VINÍCIUS QUEIROZ GALVÃO
ENVIADO ESPECIAL A PETRÓPOLIS

Entre os mortos do vale do Cuiabá, em Itaipava, distrito de Petrópolis, estão dezenas de cavalos de corrida que valiam até R$ 500 mil.
No haras Vale da Boa Esperança, um centro de treinamento do Jockey Clube Brasileiro, o cocheiro Miguel foi tragado pela tromba d'água porque não quis abandonar os animais.
Foi levado junto com oito cavalos de raça, que também morreram afogados na enchente.

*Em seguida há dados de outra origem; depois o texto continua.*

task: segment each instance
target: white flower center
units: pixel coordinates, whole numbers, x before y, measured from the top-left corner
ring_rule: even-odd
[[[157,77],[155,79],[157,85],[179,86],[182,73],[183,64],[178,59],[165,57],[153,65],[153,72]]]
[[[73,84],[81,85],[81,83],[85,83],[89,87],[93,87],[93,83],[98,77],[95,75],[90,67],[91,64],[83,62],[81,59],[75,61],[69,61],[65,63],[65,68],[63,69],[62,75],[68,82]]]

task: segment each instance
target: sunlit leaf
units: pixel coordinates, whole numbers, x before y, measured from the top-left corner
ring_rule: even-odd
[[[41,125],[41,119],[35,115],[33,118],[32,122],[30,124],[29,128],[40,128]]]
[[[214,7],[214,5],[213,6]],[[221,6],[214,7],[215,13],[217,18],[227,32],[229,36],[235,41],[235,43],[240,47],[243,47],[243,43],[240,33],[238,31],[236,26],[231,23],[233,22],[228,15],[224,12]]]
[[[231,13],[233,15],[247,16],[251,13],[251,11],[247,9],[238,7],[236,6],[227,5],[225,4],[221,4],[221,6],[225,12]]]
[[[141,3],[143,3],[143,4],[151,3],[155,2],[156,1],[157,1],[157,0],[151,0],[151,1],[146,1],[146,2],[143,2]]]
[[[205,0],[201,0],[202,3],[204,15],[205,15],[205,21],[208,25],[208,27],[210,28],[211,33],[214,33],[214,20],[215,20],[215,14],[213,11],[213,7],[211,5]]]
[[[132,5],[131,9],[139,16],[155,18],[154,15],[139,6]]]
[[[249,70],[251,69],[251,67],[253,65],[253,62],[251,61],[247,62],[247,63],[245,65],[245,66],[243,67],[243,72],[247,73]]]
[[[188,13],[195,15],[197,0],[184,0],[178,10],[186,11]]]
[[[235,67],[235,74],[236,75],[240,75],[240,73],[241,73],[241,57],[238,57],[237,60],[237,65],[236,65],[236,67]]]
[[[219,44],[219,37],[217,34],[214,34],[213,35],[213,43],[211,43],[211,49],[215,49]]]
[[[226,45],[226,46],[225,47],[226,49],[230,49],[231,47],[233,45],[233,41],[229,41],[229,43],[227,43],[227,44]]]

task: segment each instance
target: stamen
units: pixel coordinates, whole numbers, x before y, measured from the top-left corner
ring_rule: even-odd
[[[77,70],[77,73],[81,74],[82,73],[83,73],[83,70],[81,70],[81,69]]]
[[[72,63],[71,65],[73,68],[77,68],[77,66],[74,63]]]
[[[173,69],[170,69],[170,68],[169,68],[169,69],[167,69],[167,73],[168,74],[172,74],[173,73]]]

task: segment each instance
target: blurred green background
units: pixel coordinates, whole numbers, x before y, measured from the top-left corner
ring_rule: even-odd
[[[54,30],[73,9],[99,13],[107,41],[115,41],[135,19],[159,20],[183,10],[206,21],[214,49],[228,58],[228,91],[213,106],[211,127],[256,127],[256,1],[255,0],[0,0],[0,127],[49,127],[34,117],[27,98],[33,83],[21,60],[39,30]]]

Ontem, ainda se viam alguns deles atolados na lama, mortos, só a cabeça de fora. O corpo do tratador ainda não foi encontrado.
Outros oito cavalos do mesmo haras tiveram lesões graves, como fraturas expostas, e foram sacrificados ontem com injeções letais.
Uma equipe de dez veterinários do Jockey veio ontem do Rio de helicóptero para matá-los e aplicar medicação nos 120 bichos sobreviventes. Cada um deles custa, em média, R$ 50 mil.

2 comentários:

Maira disse...

Tragédia "reprisada", muito bem colocado.
Lindo seu texto, linda a atitude do Miguel!
Não só cavalos de haras sofreram, veja: http://g1.globo.com/rio-de-janeiro/chuvas-no-rj/noticia/2011/01/imagem-mostra-cavalo-preso-em-escombros-de-casa-em-itaipava.html
E os cães, gatos, aves...
Reprisa, reprisa e reprisa a lição e não aprendemos a dimensão dos estragos que causamos...

Roberta Fonseca Winter. disse...

Me comovi com esta história de amizade e lealdade. Sua homenagem foi brilhante.